When confronted with a photograph showing the defendant in the sole custody of Lieutenant Mays, Weiss testified that the photograph was not taken when the prisoner was being led into the station house but after he had been placed in a cell and was being taken from the cell to the second floor for questioning.
Defendant testified that the photograph was taken as he was being led into the police station and, in substantiation of his statement, pointed out that the photograph showed him wearing a necktie and that, therefore, it could not have been taken after he had been placed in the cell as he had taken off his tie by order of the turnkey before he entered the cell.
To rebut the testimony of defendant as to when the photograph was taken, the Commonwealth called several witnesses, including Lieutenant Mays who testified that although he didn't hear any one order White to take off his tie, it was ". . . general orders given to a turnkey who is in charge of a prisoner in custody. . . . THE COURT: Is that so they won't hang themselves; is that the idea? THE WITNESS: Yes, sometimes take their belts off. BY THE COURT: Q. I suppose they didn't think it likely that Mr. White would hang himself." Passing by the question of the propriety of the court's observation, it was entirely beside the point since the removal of neckties was a matter of routine as testified by Lieutenant Mays; and defendant was entitled to have the jury so consider it without regard to whether he would have "hanged" himself had his not been removed.
The photograph was used freely by both sides; but when it was offered in evidence by defendant, it was objected to by the Commonwealth on the sole ground *525 that there was no proof as to who took it and the objection was sustained. In our opinion, this was prejudicial error. The photograph went very strongly to the credibility of the police officer who is alleged to have been assaulted by defendant. The latter testified that Weiss had nothing to do with placing him under arrest, that he had no recollection of ever seeing him before the trial, and that he certainly did not have hold of him when he was taken into the police station. He further testified that when taken to the second floor of the police station for questioning, he was told that he was charged with riot and that he ". . . wasn't charged with assault on an officer originally; . . ."
Police Sergeant Martine, another witness called in rebuttal by the Commonwealth, testified that Officer Weiss was on Saybrook Avenue and that "He didn't walk to the police station with Franchetti and Mays. . . ." Franchetti was the other detective in the case, and Martine corroborated the testimony of appellant that it was the two detectives who led him to the police station and not Weiss and the lieutenant of detectives.

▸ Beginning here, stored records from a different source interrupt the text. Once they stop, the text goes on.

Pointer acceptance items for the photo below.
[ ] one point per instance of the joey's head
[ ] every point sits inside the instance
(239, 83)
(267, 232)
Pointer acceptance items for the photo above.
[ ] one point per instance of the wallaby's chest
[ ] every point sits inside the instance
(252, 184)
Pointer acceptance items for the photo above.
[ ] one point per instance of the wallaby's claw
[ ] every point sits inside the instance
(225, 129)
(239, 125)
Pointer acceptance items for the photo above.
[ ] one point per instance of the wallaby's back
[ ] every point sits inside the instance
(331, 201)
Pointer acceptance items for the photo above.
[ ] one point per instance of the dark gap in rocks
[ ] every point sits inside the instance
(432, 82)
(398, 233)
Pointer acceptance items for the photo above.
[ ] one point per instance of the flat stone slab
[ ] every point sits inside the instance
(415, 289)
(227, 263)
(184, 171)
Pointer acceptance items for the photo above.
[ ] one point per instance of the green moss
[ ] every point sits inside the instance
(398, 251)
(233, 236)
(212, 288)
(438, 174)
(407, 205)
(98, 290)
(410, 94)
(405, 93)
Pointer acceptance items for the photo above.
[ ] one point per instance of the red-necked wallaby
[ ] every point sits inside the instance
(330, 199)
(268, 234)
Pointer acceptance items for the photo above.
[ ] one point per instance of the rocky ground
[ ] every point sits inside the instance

That a photograph may be proven without calling the person who took it is a well established principle of law. See Marcinkiewiczv. Kutawich,
We are not unmindful of the equally well established rule that trial courts have large discretion in determining the admissibility of photographs: West v. Morgan et al.,
But where the photograph is of vital importance to defendant's case, in view of its direct bearing on the credibility of the principal witness against him, as in *526 the instant case, we have no alternative but to hold that the learned judge of the court below abused his discretion when he excluded the photograph on the sole ground, so far as appears from the record before us, that "There is no proof at all as to who took it." Proper groundwork having been laid for the introduction of the photograph into evidence by proving that it was taken in the police station, that it showed the defendant in the custody of the arresting officer immediately following his arrest and had such a direct bearing on the credibility of the chief complaining witness against defendant, the question of "who took it" was immaterial and not proper ground for excluding it.
The third and eighth assignments of error are sustained. The judgment is reversed and a new trial awarded.